Thanks to my father, I grew up on pop songs of the teens and 1920s, but I don’t know if I would have performed any in public if I hadn’t heard Mance Lipscomb. I was coming from a background of Woody Guthrie, followed by old blues, and although the Kweskin band had proved to me that a blues-related group might play goofy pop songs as novelties, my reference point for the more serious or sentimental pop of previous eras was  people like  Frank Sinatra, Al Martino, or whichever middle-aged warbler was currently warbling — which is to say, neither I nor anyone my age had the slightest interest in that stuff. Nor, I must admit, did I initially appreciate Lipscomb’s blues work — it was too subtle for me, and I didn’t get into it until considerably later.

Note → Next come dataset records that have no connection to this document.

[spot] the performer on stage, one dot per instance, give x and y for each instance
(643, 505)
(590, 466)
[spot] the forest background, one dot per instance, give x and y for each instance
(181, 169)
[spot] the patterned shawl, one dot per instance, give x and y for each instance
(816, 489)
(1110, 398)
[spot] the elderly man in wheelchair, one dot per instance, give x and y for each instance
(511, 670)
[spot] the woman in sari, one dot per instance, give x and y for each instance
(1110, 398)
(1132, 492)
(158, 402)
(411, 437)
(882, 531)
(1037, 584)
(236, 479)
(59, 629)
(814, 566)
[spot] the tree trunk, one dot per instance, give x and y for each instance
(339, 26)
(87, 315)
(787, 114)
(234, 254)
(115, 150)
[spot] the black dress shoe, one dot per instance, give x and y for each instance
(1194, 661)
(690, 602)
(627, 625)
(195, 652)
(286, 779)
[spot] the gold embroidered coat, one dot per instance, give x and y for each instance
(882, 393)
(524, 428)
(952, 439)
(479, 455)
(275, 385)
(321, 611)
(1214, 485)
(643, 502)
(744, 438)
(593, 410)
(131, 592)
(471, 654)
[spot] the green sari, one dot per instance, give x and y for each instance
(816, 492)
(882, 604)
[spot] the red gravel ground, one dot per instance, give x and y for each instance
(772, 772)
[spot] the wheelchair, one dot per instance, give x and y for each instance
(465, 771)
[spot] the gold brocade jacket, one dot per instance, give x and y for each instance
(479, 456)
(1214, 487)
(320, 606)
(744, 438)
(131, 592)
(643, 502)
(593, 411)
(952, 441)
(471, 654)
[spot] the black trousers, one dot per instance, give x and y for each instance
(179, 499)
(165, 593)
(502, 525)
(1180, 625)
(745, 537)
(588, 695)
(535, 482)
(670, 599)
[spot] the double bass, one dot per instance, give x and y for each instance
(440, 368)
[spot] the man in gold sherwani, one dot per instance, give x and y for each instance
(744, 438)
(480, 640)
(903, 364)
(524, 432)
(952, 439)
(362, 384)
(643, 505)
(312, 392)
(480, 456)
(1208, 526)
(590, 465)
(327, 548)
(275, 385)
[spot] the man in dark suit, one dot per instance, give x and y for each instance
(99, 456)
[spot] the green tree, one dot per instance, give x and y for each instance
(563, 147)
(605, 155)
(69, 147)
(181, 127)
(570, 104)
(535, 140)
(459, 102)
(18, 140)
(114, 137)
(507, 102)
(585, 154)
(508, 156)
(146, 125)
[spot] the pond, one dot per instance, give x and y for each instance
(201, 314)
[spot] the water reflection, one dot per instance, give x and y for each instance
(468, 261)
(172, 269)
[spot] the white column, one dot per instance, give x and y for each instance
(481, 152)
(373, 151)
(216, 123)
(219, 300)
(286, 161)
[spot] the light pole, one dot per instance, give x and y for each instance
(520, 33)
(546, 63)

Where the two intersected, though, I was entranced — for example, his live recording of “Shine On, Harvest Moon,” or his Berkeley Blues Fest recording of “I Ain’t Got Nobody,” which provoked my father to come downstairs and sing along, then tell a shaggy dog ghost story about a disembodied head appearing out of a dank swamp, delivered in suitably spooky tones until the head breaks into “I ain’t got no body…

In any case, I didn’t learn that song at the time, but did learn “Shine On, Harvest Moon,” more or less the way Mance played it. Dave Van Ronk, who had a strong sense of right and wrong in such matters, would have disapproved, because Mance didn’t play the right chords — and I understand Dave’s feelings, because if I pull this out when I’m playing with people who know old pop songs, they know it the way it was written, not the way Mance did it, and if they try to join in, the result is a musical train wreck.

On the other hand, there is a long tradition of vernacular musicians reshaping material to fit their own approaches, and Mance in particular had an unusual and lovely chord sense. When he did an old pop tune, he didn’t just flatten it out or try to sing it over three chords like some rural musicians of his generation; he came up with variations that were different from the written versions but often more interesting — for instance, in this arrangement, the chromatic ascent from D to E, and the move from the F to an F# bass, then a bass run in G. I recently listened back and found that I’ve further altered his version, adding a couple of chords he didn’t play, changing a couple he did, and substituting my own bass lines for his monotonic dance beat, but I still hear his version in my head and like it better than any other.

Once I’d learned this, it opened the door to working out my own arrangements of a lot of other old pop songs — though, city boy that I am, I got my hands on some fake books and learned the “right” chords.  And, honestly, that was a good thing, because Mance had a unique ability to make anything he touched sound pretty. He was kind of like Mississippi John Hurt that way, except he went in for fancier pop songs than anything Hurt recorded, in terms of the chords, and even wrote a few himself, like “So Different Blues,” which I cover in another post.

To finish up, my appreciation of Mance’s work has grown steadily over the years — he was a wonderfully imaginative guitarist and had an uncanny ability to synthesize versions of traditional or familiar songs, coming up with lyrics drawn from multiple sources and somehow always compiling a better selection of verses than anyone else had. I love listening to him sing blues, or old play-party songs, or anything else, and if someone asked me today to recommend a couple of tracks to give them a sense of his music, I would start with “Ain’t You Sorry,” or “So Different Blues,” or maybe his version of “Take Me Back”… and yet and still, even now, when I think of Mance it is the pop songs that first come to mind, with this one vying for top honors.